BE satisfeito com plano de emergência para os trabalhadores

BE satisfeito com plano de emergência para os trabalhadores

 

AO/Lusa   Regional   17 de Jan de 2015, 12:32

O coordenador do Bloco de Esquerda (BE) nos Açores considerou este sábado que o plano de emergência do parlamento açoriano responde às "preocupações imediatas dos trabalhadores" da Base das Lajes que vierem a ser despedidos.

 

"O plano de emergência, cuja implementação o parlamento dos Açores recomendou, por unanimidade, ao Governo da República, atende às preocupações imediatas dos trabalhadores da Base das Lajes que vierem a ser despedidos, ao responsabilizar o Governo da República pela implementação de medidas excecionais de apoio reforçado ao desemprego", refere Paulo Mendes, citado por uma nota de imprensa do BE/Açores.

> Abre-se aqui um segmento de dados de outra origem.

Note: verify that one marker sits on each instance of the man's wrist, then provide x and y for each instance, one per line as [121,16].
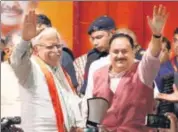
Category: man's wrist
[157,36]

A Assembleia Legislativa dos Açores aprovou na sexta-feira, por unanimidade, um pedido ao Governo da República para ser criado um "plano de emergência" para a ilha Terceira que mitigue o impacto da redução do contingente militar norte-americano nas Lajes.

O texto da resolução, que foi, inicialmente, uma iniciativa do BE a que se juntaram todos os partidos, lembra que serão despedidos 500 portugueses que trabalham na Base das Lajes, até ao final do ano.

Visando divulgar as medidas contempladas no projeto de resolução aprovado no parlamento dos Açores, Paulo Mendes reuniu na sexta-feira com os representantes sindicais dos trabalhadores da base das Lajes.

O coordenador do Bloco defendeu que o Governo da República deve direcionar investimento público e criar incentivos especiais de incremento ao investimento privado para a ilha Terceira, com especial atenção ao concelho da Praia da Vitória, onde fica localizada a Base das Lajes.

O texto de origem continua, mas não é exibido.